Review 4: Bureaucracy and Public Economics, by William A. Niskanen (1994)
Reviewed by:
S. Sayer,
The Economic Journal Vol. 106, No. 434 (1996)

"The major part of this volume is a long overdue reprint of Niskanen's seminal book Bureaucracy and Representative Government, originally published in 1971 which develops and extends the economic model of bureaucracy first set out in Niskanen's 1968 American Economic Review article, also reprinted in this volume. Rereading Niskanen's book-length treatment remains a valuable experience. It is more wide-ranging and richer in content than is suggested by the simple version of the Niskanen model of a budget-maximising bureaucrat expounded in texts on public economics. Niskanen now regards the framework of Bureaucracy and Representative Government as clearly incomplete and in an important sense also wrong, and prefers a framework based on the view that bureaucrats act to maximize their discretionary budget, 'defined as the difference between the total budget and the minimum cost of producing the output expected by the political authorities'. A revised model, based on this objective together with various other refinements concerning the role of the bureau's sponsor and the range of bargaining between bureau and sponsor, was developed by Niskanen in his 1975 article in the Journal of Law and Economics.
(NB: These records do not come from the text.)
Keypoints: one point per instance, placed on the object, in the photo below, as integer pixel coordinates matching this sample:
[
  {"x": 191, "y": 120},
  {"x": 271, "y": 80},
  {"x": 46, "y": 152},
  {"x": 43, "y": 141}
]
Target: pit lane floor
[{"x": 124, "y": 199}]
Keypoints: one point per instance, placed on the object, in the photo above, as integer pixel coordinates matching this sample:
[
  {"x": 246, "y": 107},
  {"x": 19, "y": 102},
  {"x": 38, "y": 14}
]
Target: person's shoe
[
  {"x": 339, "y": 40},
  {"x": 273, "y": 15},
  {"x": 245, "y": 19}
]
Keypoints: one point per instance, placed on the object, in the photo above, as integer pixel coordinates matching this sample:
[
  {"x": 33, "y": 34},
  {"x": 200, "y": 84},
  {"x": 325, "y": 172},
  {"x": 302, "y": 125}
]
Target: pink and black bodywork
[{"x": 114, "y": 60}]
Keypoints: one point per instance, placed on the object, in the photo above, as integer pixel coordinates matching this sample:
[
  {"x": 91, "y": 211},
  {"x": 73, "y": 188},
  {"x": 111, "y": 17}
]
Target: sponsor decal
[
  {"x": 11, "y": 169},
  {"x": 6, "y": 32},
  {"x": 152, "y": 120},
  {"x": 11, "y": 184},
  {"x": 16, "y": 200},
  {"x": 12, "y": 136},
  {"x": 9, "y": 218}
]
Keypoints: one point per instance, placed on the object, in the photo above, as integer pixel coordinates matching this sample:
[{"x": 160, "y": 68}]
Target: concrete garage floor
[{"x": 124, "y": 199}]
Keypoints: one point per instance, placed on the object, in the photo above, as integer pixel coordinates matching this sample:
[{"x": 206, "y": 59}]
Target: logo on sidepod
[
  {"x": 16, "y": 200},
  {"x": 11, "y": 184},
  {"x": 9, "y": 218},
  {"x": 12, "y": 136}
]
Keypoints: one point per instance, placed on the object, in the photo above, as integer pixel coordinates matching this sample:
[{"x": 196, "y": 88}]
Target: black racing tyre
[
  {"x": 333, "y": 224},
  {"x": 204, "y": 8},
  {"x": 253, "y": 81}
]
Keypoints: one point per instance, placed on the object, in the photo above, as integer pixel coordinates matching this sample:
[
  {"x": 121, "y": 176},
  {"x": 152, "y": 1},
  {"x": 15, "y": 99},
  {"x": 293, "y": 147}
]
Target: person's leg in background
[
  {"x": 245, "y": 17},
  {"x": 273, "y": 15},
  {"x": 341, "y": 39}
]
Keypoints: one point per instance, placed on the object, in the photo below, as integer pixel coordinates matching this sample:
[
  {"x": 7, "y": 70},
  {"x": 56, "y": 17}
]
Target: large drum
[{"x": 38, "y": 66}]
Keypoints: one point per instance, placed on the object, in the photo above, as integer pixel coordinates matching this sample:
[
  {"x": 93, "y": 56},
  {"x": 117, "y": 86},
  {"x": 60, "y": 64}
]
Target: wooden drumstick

A reprint of this article and a more recent assessment, written specially for this volume, provide the final two chapters of Bureaucracy and Public Economics. With the exception of this reassessment, the volume's contents are likely to be already available in well-stocked, and many not so well-stocked, libraries. Given this accessibility, it is difficult to claim that this volume should be a high priority purchase at a time when libraries' book-buying budgets (as distinct from discretionary budgets!) are hard-pressed. Nevertheless, Edward Elgar are to be commended for making Niskanen's important and highly topical contributions more readily available to a new generation of scholars and enabling some less well-stocked libraries to fill an important gap in their collection.